By1936 he was forced to quit his profession and do street labor with heavy equipment.  More and more apartment buildings did not want to rent to Jewish families.  His wife, Margarethe, was regularly called to the local Gestapo headquarters and badgered to divorce her Jewish husband.  Over he next few years the family had to move over 20 times, each time into worse conditions.

During the events of Kristalnacht, November 9 and 10, 1938, Oskar disappeared and his children did not know where he was.  Doris believes now that he was most likely hidden by a priest, Father Vorspel.  Just a short time earlier, as Oskar was no longer able to find employment that would support the family, Father Vorspel hired Margarethe to work in the priest’s quarters for the parish.  She cleaned, carried buckets of water, anything to support the family.

By the outbreak of the war in 1939, the Gestapo was actively trying to round up Jews.  One time a Nazi sympathizing neighbor saw Oskar on the street and called to the policeman on the beat that there was a Jew walking around and he better take him in.  The policeman had no desire to arrest Oskar, but did so and once he got to police headquarters, set him free.  By 1940 the family was hearing of Jews being deported.  In fact, the Williners, Oskar’s first in-laws, were deported.  Father Vorspel often hid Oskar when the Gestapo came around.  He would put him in the priest’s quarters or hide him in the recesses of the church library.

But that was not the end of the priest’s caring.  By 1943 he told the family that the young girls, Doris and Ilse, needed to be hidden, and he had the right place for them in a nunnery in south Germany.  Margarethe responded that they did not have the money for either the trip or the costs of boarding them.  Father Vorspel’s response was to not worry about the expense.  He took care of everything.  The girls were told not to tell anyone about their Jewish father and they lived with the nuns from March 1943 until November 0f 1944.  They would have stayed longer but someone from Essen came through and recognized them.  So their mother came to pick them up.  On the way home, Doris got sick with appendicitis and that delayed their trip home by two weeks – the time of the hospital stay.

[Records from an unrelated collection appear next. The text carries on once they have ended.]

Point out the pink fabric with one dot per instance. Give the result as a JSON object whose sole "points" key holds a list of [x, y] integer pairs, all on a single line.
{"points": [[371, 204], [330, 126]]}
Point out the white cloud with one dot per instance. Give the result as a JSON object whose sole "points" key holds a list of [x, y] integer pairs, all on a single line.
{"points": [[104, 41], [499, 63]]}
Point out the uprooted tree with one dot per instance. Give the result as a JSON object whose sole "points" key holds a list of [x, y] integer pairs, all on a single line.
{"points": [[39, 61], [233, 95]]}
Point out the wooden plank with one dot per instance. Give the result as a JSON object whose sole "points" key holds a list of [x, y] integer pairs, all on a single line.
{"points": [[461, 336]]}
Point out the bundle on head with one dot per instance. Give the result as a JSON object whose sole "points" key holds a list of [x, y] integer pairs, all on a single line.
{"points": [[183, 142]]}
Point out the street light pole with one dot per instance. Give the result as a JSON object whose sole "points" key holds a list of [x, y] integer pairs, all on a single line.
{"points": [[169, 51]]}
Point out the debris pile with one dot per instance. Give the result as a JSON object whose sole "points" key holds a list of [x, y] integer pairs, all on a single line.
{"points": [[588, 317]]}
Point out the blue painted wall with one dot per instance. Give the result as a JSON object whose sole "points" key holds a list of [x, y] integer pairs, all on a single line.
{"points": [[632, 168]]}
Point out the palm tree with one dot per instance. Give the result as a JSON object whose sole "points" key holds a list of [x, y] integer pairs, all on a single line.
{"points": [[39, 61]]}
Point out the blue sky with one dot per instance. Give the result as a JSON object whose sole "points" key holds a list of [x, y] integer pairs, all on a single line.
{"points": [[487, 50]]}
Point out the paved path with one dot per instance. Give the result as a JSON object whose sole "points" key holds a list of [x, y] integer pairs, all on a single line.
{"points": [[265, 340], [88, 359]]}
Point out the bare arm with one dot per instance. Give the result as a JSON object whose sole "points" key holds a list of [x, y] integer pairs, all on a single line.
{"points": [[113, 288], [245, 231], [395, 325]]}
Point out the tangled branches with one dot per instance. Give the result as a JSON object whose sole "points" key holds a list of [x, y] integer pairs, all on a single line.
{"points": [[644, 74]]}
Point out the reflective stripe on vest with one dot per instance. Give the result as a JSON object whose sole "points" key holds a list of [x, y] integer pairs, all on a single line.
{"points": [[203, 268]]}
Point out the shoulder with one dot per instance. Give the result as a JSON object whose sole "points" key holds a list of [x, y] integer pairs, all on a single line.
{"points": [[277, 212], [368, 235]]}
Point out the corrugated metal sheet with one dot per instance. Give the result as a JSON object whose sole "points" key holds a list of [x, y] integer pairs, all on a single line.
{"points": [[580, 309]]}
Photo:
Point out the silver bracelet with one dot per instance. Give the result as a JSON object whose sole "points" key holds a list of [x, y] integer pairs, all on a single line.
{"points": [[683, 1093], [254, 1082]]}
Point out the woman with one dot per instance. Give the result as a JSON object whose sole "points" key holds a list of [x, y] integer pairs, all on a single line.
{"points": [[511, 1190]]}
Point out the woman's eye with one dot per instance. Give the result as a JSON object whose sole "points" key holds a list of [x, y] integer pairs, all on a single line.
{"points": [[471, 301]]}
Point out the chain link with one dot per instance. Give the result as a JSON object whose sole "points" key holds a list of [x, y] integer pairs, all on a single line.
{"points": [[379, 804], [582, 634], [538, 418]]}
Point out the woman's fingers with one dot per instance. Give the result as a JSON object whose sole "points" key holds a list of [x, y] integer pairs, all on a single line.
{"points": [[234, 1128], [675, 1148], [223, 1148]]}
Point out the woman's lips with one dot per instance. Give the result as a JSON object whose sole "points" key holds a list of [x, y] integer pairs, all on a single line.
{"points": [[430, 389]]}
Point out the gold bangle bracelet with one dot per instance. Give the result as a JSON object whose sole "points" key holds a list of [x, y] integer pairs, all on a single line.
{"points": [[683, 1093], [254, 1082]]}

Upon arriving home, Oskar was gone.  No one had seen who had taken Oskar.  Finally they got a postcard from him, sent from Holzmindin, an interim transfer camp.  After that they heard nothing.  Every few weeks Margarethe went to what remnant was left of the Jewish community to see if they had any word, but there was none.  At the end of March 1945 the Americans arrived in Essen.  The entire atmosphere of the city changed, as the Americans were extremely sympathetic.   But still there was no word about Oskar until they arrived home after yet one more trip to the Jewish community.  Someone had left a note at their apartment, written on a rag.  It read, “my dear wife and dear children, I will soon be with you but I am still very weak.  My friend and me went on foot, but it takes more than two weeks until I will be home again.  I am yearning for my family.  I send you many kisses.”

Oskar had been sent to Theresienstadt.  He was liberated by the Russians on May 1, 1945, just two days before he was scheduled to be gassed.  He was only 75 pounds the day he was liberated.

Oskar lived to have two more daughters, Anne and Beatte.  He rebuilt his furniture business, with many of his old customers giving placing large orders with him.  It was a time everything was being rebuilt and everyone needed furniture.  But Oskar’s customers made sure Oskar Romberg did very well.  They had always liked him and wanted him to prosper once again.

In Doris’s photo album of the family in the war years is a picture of the priest, Father Vorspel.  Without him, Oskar might well have been caught by the Gestapo years earlier and would not have survived.  If Father Vorspel has not been honored as one of the righteous gentiles, it needs to be rectified.  This righteous man was a priest who got it right.